Have you tried something like this?
new Image().src = ‘path/to/javascript.js’;
new Image().src = ‘path/to/css.css’;
…and seeing if that works?
August 27th, 2009 at 12:01 pm
Hey Dave, good point for the ajax part. Using image to preload JS and CSS is not an option is FF, it has a separate cache for images and separate for JS/CSS.
August 28th, 2009 at 9:28 am
[...] The art and craft of postload preloads / phpied.com http://www.phpied.com/the-art-and-craft-of-postload-preloads – view page – cached Stoyan’s blog about (x)html, ajax, bookmarklets, browsers, css, firebug, javascript, json, mdb2, mysql, pear, performance, php, phpbb, tools, yslow, yui, writing, music,… life and everything. — From the page [...]
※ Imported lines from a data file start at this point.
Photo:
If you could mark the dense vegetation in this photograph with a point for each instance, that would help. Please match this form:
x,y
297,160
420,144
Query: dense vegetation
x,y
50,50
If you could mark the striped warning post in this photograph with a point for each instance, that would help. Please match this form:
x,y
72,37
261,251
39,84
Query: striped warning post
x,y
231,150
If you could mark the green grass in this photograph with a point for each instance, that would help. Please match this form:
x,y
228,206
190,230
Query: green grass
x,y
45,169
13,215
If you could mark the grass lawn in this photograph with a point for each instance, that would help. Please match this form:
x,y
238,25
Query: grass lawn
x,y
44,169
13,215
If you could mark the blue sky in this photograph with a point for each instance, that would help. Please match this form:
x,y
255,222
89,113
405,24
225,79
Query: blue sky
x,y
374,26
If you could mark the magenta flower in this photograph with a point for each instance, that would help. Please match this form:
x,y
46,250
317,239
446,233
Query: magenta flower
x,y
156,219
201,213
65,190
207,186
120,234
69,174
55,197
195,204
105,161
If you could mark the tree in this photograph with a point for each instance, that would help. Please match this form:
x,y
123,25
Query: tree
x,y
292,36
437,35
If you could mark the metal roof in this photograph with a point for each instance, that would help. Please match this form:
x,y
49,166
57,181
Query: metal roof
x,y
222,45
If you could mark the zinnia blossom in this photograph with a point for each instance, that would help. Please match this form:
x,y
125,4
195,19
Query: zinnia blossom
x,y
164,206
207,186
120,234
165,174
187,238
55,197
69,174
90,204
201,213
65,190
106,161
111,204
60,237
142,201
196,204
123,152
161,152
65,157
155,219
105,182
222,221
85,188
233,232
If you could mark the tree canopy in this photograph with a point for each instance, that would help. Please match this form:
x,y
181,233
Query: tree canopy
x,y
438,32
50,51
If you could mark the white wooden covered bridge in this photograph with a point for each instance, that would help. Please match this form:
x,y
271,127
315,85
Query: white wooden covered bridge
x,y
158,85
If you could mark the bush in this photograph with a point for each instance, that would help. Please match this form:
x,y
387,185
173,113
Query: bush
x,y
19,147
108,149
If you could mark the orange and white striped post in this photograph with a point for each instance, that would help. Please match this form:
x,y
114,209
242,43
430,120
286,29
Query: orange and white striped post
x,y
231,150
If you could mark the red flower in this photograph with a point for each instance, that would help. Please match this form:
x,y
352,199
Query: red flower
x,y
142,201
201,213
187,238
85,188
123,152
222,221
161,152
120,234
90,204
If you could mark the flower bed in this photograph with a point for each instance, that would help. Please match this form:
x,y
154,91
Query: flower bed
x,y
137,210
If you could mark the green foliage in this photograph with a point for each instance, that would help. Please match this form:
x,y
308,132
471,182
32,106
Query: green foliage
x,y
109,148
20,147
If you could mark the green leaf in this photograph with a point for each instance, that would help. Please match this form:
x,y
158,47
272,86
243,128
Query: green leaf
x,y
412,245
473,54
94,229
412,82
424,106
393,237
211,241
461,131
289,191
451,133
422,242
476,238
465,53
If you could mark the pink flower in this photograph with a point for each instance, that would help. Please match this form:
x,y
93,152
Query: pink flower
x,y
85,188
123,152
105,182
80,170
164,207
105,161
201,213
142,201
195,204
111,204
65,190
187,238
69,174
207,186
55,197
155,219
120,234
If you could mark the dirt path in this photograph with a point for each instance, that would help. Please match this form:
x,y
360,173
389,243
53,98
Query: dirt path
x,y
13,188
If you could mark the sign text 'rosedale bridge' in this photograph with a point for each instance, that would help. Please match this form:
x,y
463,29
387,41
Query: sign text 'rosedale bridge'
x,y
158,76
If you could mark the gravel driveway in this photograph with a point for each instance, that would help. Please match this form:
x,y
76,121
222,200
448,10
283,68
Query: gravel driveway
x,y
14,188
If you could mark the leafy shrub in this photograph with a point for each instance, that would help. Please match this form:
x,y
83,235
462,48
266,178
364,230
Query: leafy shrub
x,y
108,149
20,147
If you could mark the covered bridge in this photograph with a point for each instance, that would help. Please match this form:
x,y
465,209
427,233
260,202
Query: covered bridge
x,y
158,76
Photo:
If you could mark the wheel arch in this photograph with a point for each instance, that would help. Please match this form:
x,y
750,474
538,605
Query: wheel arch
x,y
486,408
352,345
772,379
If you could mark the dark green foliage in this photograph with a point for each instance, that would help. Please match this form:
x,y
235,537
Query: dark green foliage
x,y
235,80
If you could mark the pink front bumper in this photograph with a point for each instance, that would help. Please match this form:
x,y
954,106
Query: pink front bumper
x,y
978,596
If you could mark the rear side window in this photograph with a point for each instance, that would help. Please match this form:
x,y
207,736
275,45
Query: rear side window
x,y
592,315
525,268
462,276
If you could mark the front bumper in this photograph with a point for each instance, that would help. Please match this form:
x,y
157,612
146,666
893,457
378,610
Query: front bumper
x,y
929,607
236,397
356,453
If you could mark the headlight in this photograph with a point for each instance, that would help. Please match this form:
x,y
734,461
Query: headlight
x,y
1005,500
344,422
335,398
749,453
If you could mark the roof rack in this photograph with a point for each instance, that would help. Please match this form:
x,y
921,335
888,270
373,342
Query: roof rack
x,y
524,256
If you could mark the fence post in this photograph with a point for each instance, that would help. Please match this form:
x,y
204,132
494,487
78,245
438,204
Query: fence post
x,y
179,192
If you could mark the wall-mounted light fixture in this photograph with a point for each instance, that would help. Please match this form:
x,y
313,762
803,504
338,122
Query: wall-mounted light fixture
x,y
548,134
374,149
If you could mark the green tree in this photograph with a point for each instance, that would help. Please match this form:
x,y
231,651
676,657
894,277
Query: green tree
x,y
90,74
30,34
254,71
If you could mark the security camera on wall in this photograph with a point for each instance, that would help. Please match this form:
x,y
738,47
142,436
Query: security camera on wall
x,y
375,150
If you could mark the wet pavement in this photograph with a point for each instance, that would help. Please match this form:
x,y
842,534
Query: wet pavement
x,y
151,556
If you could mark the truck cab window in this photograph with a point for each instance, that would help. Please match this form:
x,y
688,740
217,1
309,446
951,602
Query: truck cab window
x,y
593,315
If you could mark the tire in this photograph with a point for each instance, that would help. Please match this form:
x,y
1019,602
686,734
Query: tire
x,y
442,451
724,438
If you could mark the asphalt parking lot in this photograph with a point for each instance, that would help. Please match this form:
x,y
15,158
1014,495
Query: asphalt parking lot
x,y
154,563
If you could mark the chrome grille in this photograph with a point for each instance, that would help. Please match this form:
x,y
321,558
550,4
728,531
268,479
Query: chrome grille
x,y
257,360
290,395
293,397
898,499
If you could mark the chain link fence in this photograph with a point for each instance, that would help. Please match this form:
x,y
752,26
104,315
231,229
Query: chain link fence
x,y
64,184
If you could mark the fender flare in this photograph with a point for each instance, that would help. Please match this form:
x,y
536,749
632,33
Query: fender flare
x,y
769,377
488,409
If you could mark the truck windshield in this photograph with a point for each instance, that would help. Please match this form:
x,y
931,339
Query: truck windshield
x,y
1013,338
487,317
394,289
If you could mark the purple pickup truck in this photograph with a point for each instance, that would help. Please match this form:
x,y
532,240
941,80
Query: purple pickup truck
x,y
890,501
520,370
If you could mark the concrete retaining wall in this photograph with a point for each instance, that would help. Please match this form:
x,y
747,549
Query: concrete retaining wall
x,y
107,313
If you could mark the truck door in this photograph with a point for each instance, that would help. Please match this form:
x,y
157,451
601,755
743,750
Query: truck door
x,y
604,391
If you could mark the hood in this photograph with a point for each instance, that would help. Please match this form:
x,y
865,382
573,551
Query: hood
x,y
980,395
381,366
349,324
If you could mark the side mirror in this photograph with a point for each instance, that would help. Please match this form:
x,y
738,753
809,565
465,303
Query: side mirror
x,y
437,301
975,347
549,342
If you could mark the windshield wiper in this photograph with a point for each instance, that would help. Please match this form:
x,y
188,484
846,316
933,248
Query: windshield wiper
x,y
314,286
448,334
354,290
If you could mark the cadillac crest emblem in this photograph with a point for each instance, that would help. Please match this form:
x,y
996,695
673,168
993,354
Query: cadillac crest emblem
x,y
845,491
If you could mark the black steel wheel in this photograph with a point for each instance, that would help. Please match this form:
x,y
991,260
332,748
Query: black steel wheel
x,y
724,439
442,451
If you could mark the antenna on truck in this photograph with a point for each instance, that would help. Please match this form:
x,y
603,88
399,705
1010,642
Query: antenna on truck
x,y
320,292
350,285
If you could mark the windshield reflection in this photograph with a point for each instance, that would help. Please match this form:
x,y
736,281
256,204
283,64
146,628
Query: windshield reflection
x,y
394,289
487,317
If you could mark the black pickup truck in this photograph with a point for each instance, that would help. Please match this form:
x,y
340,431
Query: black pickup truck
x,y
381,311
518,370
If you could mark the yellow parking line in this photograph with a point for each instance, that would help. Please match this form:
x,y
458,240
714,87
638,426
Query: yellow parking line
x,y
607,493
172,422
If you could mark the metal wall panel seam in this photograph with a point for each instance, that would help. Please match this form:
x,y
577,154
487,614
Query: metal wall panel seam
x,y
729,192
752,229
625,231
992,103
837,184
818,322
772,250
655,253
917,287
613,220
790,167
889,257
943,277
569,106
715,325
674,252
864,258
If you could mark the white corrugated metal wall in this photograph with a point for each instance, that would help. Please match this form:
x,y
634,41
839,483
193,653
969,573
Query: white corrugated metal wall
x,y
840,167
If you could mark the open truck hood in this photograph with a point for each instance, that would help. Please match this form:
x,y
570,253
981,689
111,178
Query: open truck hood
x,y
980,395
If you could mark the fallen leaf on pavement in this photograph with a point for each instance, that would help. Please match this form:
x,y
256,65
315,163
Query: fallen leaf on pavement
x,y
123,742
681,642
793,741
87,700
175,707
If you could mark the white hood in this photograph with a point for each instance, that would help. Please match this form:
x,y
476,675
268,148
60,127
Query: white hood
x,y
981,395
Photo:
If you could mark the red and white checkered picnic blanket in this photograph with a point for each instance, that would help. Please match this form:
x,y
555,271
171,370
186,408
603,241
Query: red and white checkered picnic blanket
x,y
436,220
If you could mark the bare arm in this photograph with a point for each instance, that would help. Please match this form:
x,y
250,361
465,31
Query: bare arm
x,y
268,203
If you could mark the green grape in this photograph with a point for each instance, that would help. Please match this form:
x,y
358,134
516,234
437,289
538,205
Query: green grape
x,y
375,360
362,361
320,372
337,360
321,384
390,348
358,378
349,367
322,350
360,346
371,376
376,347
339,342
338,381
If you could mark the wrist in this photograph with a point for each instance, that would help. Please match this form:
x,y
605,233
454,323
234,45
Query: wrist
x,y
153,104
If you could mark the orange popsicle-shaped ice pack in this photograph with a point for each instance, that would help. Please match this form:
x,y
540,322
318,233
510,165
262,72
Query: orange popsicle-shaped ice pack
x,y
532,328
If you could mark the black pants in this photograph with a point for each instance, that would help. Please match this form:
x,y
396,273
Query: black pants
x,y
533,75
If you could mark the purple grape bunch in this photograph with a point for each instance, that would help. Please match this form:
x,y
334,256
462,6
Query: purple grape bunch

August 30th, 2009 at 10:16 pm
Re: Method #1
To avoid having the downloaded js executed you may try this:
js.type = “text/html”;
The browser would (well, should) download the script, do absolutely nothing with it bar for storing it in its cache and your next page will find the script already waiting in the cache…
September 10th, 2009 at 7:28 am
[...] The prowess and foxiness of postload preloads / phpied.com [...]
September 13th, 2009 at 12:50 am
Never thought of XHRing to a script and not using/appending it. Does get cached though, very cool.
March 3rd, 2010 at 8:23 am
nice document, i liked method 1
April 22nd, 2010 at 8:03 am
do we know if browsers cache XHR the same way than JS files ? (or even CSS)
I mean : maybe that some have separate process to store XHR results and JS files so this technique might cache them twice ?
May 2nd, 2011 at 12:27 pm
Well, if your gonna get the most out of XHR requests you need to go a little furthur than that by creating xhr requests objects per request, store them in an array and then reuse the objects once they are free’ed! This will maintain a good code standard.
just my thoughts! =)
July 19th, 2011 at 4:01 am
This is awesome.. love the color scheme and clarity here. Really simply/concise. Thanks!